Pernahkah Anda melakukan banyak pekerjaan seharian, namun merasa masih belum cukup? Hati-hati! Bisa jadi Anda sedang mengalami hustle culture. Hustle culture adalah istilah yang sering dianggap sama dengan workaholic, yaitu ketika seseorang bekerja terus-menerus hingga melewatkan istirahat alias gila kerja.
Bedanya, hustle culture ini merupakan budaya yang dibentuk oleh lingkungan, sedangkan workaholic adalah sebutan bagi orang yang terjerumus ke dalamnya. Dalam hustle culture, seseorang didorong untuk bekerja keras secara intens kapan pun di mana pun tanpa henti. Efeknya, seseorang akan terbiasa terus bekerja dan tidak akan pernah merasa cukup atas pencapaiannya.
Oleh karena itu, pakar kesehatan menganggap bahwa hustle culture ini merupakan budaya yang berbahaya karena dapat menyebabkan timbulnya masalah-masalah kesehatan mental dan fisik. Lalu, apa saja dampaknya? Artikel kali ini akan membahas tentang definisi, penyebab, hingga dampak dari hustle culture. Yuk, simak pembahasannya!
Baca juga: Hati-Hati! Berikut Adalah 8 Dampak Negatif Menjadi Seorang Workaholic
Fenomena hustle culture pertama kali ditemukan pada tahun 1971 dan kemudian menyebar cepat di kalangan para pekerja. Sebutan lain dari hustle culture adalah workaholism dan mereka yang menerapkan budaya ini disebut dengan istilah “workaholic”.

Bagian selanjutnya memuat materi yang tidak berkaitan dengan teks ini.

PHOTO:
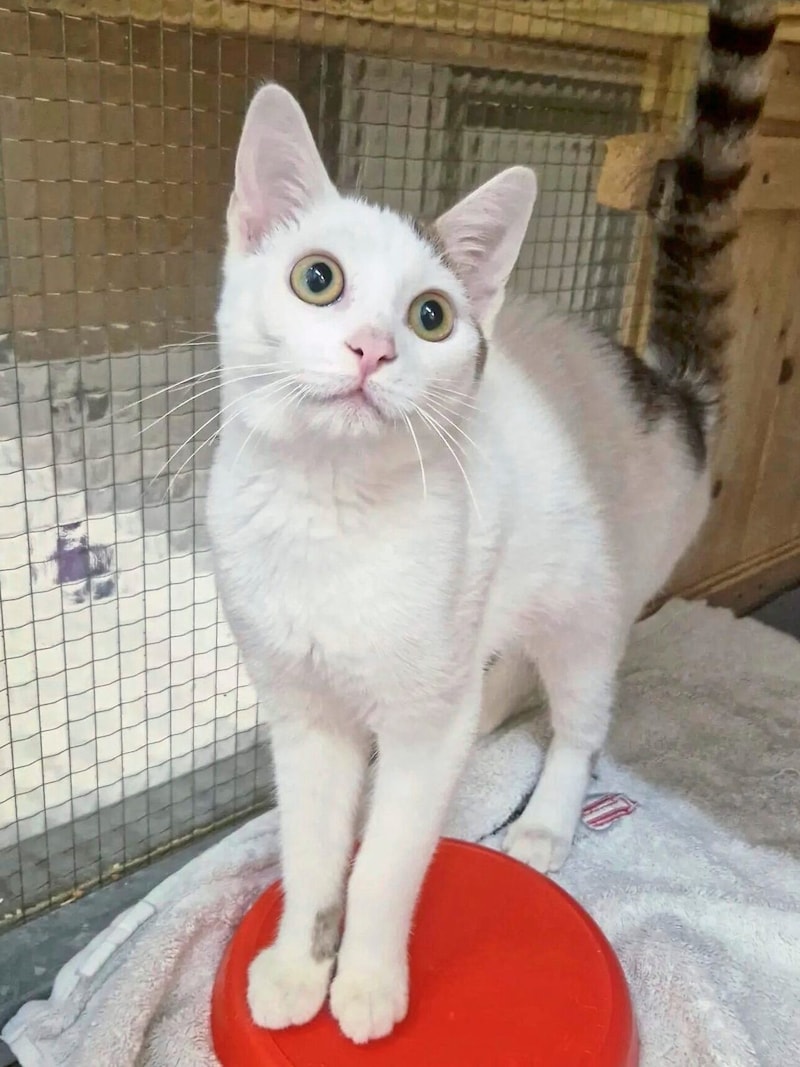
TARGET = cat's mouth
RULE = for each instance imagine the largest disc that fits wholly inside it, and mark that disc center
(356, 398)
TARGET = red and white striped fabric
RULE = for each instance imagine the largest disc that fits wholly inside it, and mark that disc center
(602, 810)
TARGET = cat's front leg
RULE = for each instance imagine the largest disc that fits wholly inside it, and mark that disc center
(319, 773)
(414, 783)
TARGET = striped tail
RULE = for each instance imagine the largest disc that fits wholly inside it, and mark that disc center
(689, 329)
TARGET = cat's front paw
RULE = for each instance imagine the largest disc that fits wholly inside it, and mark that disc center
(537, 846)
(367, 1004)
(285, 989)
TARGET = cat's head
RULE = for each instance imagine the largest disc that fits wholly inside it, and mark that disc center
(341, 318)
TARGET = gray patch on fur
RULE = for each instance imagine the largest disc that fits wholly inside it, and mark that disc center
(495, 657)
(427, 232)
(480, 362)
(326, 934)
(656, 397)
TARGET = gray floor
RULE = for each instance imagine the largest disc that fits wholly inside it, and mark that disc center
(783, 612)
(31, 954)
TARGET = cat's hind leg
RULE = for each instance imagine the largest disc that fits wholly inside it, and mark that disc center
(319, 773)
(578, 671)
(509, 681)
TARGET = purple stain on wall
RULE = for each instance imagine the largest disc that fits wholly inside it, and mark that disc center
(86, 567)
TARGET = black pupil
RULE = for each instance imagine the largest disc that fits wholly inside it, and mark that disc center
(431, 315)
(318, 277)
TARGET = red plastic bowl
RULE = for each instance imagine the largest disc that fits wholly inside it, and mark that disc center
(506, 971)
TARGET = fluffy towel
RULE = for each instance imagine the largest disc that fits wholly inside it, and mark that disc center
(706, 925)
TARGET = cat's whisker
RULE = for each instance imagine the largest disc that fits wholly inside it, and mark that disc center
(442, 383)
(209, 440)
(272, 386)
(419, 454)
(438, 430)
(283, 402)
(441, 412)
(442, 396)
(201, 375)
(213, 388)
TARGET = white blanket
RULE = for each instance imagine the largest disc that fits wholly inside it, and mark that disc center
(707, 926)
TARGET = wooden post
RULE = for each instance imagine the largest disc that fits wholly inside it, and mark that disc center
(750, 545)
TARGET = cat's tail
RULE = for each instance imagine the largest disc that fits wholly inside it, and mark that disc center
(689, 328)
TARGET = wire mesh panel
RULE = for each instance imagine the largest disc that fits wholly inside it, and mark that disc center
(127, 722)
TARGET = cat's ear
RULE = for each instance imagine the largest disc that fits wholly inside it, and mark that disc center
(483, 233)
(278, 170)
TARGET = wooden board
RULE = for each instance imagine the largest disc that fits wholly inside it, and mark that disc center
(603, 24)
(628, 171)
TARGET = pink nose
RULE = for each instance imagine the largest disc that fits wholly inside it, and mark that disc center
(371, 348)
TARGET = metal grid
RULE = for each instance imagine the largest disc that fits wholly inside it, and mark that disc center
(126, 722)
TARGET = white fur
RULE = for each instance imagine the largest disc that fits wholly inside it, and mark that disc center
(366, 608)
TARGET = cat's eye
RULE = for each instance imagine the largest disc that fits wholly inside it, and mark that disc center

Hustle culture adalah standar/budaya di masyarakat yang menganggap bahwa seseorang hanya bisa mencapai sukses jika benar-benar mendedikasikan hidupnya untuk pekerjaan dan bekerja sekeras-kerasnya hingga menempatkan pekerjaan di atas segalanya.
Jika dilihat dari luar, budaya ini tampak seperti gerakan motivasi berenergi tinggi yang datang dengan imbalan tertentu sesuai yang diharapkan. Kebanyakan orang juga mengaitkan bekerja keras sepanjang waktu dengan kenaikan jabatan yang lebih cepat hingga penghasilan yang lebih banyak. Padahal, budaya ini cepat atau lambat akan mempengaruhi kesehatan dan mental karyawan.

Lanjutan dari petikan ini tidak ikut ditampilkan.